March 28, 2011

School of Nursing lab admits Harvey the Cardiac Simulator

It’s official: Harvey the Cardiopulmonary Simulator has checked in for an extended stay at the Johns Hopkins University School of Nursing.

Harvey is the latest addition to the school’s upgraded simulation laboratories and the newest member of the “Sim Fam.” These lifelike practice manikins, including Sim Man, Vital Sim Man, Noelle with newborn, Vital Sim Child and Sim Baby, give nursing students hands-on experience without the anxiety of working with actual human beings.

For almost 40 years, Harvey, developed in cooperation between Laerdal Medical Corp. and Miami University Miller School of Medicine, has been a proven simulation system teaching bedside cardiac assessment skills that transfer to real patients, and remains the longest continuous university-based simulation project in medical education.

“The addition of Harvey adds the next level in simulation education,” said Dianne Aschenbrenner, faculty coordinator for the simulation and nursing practice laboratories at the Johns Hopkins School of Nursing. “Now our undergraduate and graduate nurse practitioner students can assess a wide range of cardiac conditions, from the simplistic to the complex.”
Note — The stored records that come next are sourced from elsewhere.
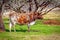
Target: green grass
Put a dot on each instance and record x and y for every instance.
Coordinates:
(22, 34)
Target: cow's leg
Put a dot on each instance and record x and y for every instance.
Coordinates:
(28, 28)
(10, 26)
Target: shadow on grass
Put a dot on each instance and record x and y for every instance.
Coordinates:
(23, 30)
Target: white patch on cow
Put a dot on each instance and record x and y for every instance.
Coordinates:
(32, 23)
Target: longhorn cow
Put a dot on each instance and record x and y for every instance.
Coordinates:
(23, 18)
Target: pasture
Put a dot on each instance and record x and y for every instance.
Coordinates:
(38, 31)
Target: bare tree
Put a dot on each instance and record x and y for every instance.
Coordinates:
(2, 28)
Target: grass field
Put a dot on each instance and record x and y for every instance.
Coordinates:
(39, 31)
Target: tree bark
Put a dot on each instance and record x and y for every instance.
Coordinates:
(2, 28)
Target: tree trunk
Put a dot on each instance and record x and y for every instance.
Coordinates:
(2, 28)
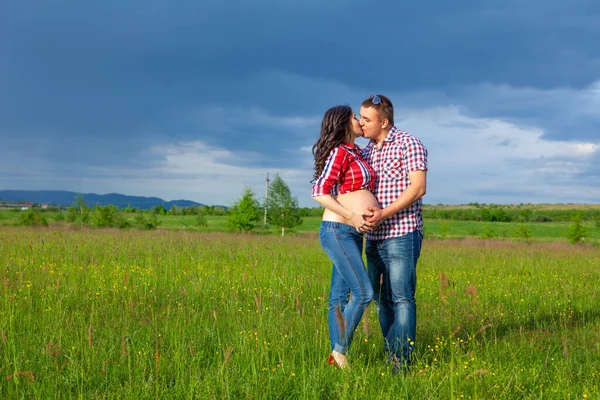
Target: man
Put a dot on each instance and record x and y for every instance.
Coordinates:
(394, 245)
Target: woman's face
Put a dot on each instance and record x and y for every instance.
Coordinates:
(355, 125)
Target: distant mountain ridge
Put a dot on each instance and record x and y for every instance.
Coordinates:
(65, 198)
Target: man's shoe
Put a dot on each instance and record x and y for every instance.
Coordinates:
(399, 366)
(338, 359)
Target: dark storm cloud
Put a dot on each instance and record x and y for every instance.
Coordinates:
(93, 84)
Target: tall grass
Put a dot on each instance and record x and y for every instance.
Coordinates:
(118, 314)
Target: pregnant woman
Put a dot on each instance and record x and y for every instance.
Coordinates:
(342, 184)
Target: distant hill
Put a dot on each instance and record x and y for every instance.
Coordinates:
(64, 198)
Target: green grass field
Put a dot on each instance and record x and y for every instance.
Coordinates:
(177, 314)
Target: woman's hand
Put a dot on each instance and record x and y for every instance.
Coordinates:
(358, 221)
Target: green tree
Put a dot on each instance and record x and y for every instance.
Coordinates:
(244, 214)
(577, 231)
(282, 209)
(79, 211)
(32, 217)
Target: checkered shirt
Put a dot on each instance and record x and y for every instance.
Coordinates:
(399, 155)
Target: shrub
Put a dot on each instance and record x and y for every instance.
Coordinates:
(577, 231)
(32, 217)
Harvey realistically simulates nearly any cardiac disease at the touch of a button, with varying blood pressure, pulses, heart sounds and murmurs. The software installed in the simulator allows users to track history, bedside findings, lab data, and medical and surgical treatment.
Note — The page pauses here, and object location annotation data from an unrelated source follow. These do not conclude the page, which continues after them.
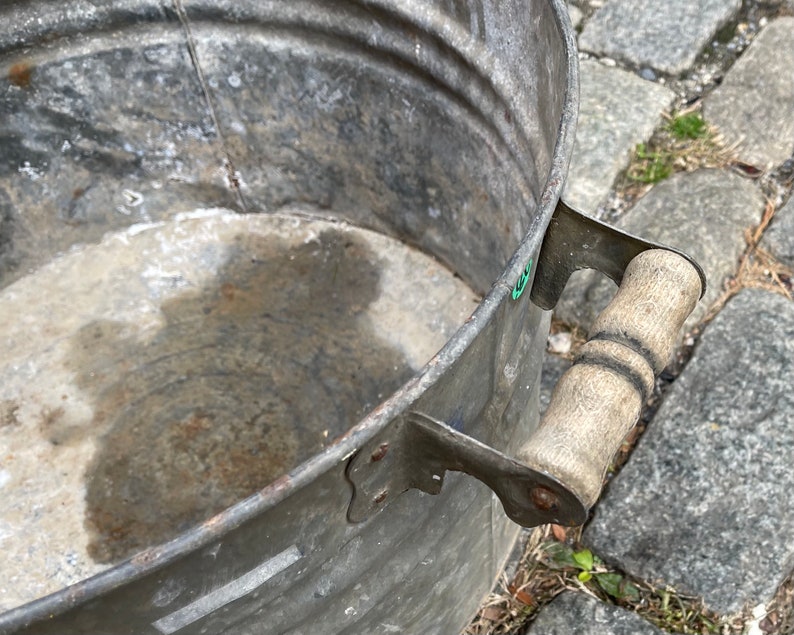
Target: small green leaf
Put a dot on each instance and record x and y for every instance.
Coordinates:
(628, 590)
(689, 126)
(584, 559)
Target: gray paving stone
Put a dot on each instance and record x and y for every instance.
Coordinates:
(667, 36)
(705, 502)
(579, 614)
(703, 213)
(609, 128)
(576, 15)
(754, 105)
(779, 237)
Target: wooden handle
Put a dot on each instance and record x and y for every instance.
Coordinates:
(599, 399)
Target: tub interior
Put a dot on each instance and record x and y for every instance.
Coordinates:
(228, 232)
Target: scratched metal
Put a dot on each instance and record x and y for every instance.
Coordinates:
(447, 125)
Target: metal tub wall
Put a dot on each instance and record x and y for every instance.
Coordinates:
(447, 125)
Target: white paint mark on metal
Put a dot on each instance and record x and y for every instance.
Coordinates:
(228, 592)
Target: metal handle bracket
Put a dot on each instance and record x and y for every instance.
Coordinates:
(415, 451)
(576, 241)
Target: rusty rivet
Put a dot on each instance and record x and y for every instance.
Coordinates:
(544, 499)
(378, 454)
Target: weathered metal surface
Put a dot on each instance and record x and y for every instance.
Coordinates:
(446, 125)
(416, 452)
(575, 241)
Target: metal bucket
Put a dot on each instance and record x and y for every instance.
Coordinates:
(214, 237)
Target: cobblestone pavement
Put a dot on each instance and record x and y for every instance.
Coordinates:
(705, 503)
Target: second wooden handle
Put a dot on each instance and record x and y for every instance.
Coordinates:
(599, 399)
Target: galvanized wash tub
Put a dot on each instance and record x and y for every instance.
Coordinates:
(206, 304)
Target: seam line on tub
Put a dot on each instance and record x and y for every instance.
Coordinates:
(229, 592)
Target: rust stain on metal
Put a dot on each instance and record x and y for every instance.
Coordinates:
(20, 74)
(214, 407)
(544, 499)
(380, 452)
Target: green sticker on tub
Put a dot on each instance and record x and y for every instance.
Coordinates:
(522, 281)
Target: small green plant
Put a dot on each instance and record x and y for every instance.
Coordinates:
(650, 167)
(688, 126)
(591, 568)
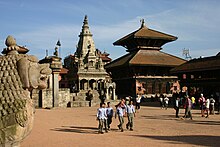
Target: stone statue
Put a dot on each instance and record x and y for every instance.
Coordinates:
(19, 74)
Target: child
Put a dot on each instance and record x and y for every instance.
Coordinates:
(109, 112)
(120, 113)
(130, 114)
(188, 104)
(101, 116)
(166, 101)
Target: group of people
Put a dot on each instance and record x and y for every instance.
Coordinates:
(206, 105)
(164, 101)
(124, 108)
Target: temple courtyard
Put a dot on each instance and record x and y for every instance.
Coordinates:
(153, 126)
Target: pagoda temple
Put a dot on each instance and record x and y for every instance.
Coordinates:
(89, 79)
(145, 69)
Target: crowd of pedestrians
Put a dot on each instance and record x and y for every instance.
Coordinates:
(124, 108)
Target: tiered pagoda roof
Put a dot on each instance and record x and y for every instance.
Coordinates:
(144, 38)
(144, 47)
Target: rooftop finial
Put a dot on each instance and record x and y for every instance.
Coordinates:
(86, 20)
(142, 23)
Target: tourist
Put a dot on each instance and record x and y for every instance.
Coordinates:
(161, 101)
(193, 102)
(212, 105)
(207, 104)
(101, 116)
(138, 102)
(202, 104)
(106, 119)
(109, 112)
(188, 105)
(177, 106)
(166, 102)
(120, 112)
(130, 111)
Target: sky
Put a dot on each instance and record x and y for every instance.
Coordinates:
(38, 24)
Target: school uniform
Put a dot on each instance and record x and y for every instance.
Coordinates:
(130, 110)
(109, 112)
(101, 116)
(120, 113)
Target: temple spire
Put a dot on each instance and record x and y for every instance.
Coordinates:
(142, 23)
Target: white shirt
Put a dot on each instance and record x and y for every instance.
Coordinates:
(138, 99)
(130, 109)
(166, 99)
(101, 114)
(207, 103)
(109, 111)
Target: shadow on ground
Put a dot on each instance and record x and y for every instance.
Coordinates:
(201, 140)
(172, 117)
(79, 129)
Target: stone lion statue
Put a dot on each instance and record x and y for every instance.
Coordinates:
(19, 75)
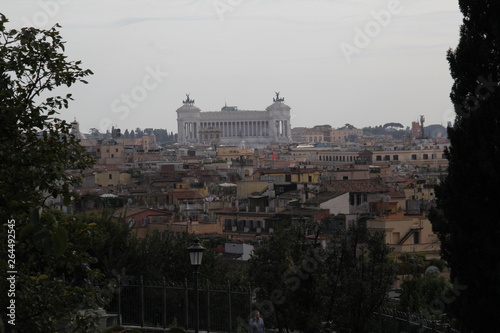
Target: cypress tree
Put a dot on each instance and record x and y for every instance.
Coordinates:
(466, 219)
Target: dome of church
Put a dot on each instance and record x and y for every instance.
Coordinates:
(188, 107)
(278, 106)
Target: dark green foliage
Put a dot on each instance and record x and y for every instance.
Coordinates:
(467, 220)
(36, 148)
(426, 295)
(40, 159)
(301, 285)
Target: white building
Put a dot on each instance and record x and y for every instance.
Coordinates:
(254, 128)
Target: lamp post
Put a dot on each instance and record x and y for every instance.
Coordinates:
(196, 255)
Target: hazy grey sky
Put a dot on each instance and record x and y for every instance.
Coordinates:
(364, 62)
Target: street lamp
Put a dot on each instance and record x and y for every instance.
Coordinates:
(196, 255)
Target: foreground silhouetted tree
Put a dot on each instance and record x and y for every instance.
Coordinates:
(467, 220)
(303, 286)
(39, 158)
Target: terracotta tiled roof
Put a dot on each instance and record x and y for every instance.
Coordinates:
(356, 186)
(323, 197)
(180, 195)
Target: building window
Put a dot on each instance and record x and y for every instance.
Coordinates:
(416, 237)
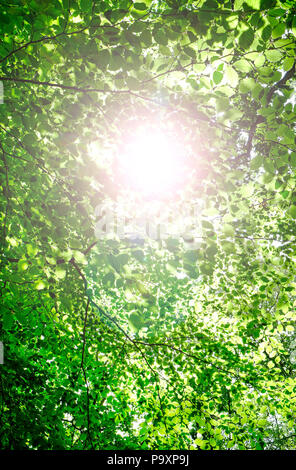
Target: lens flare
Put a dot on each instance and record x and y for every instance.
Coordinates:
(150, 162)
Sim Man and Vital Sim Man were the first “patients” to join the school, in 2004, with a Vital Sim Child added in 2005 and an additional Sim Man arriving in 2008. Sim Man, Vital Sim Man and Vital Sim Child can be used to assess blood pressure and radial, carotid and femoral pulse readings, as well as basic heart, respiratory and abdominal sounds. Sim Man also has more-advanced features that allow his use in role-playing scenarios; speakers, for example, allow the “patient” to “talk” to students. He can also be given CPR, defibrillated and intubated in emergency situations. Sim Baby, introduced to the school in 2005, performs many of the same functions as Sim Man. Noelle with newborn is a “pregnant” manikin received in 2006 and is used to practice Leopold maneuvers, normal vaginal and instrumented delivery, breech delivery, C-section and postpartum hemorrhaging, among other functions.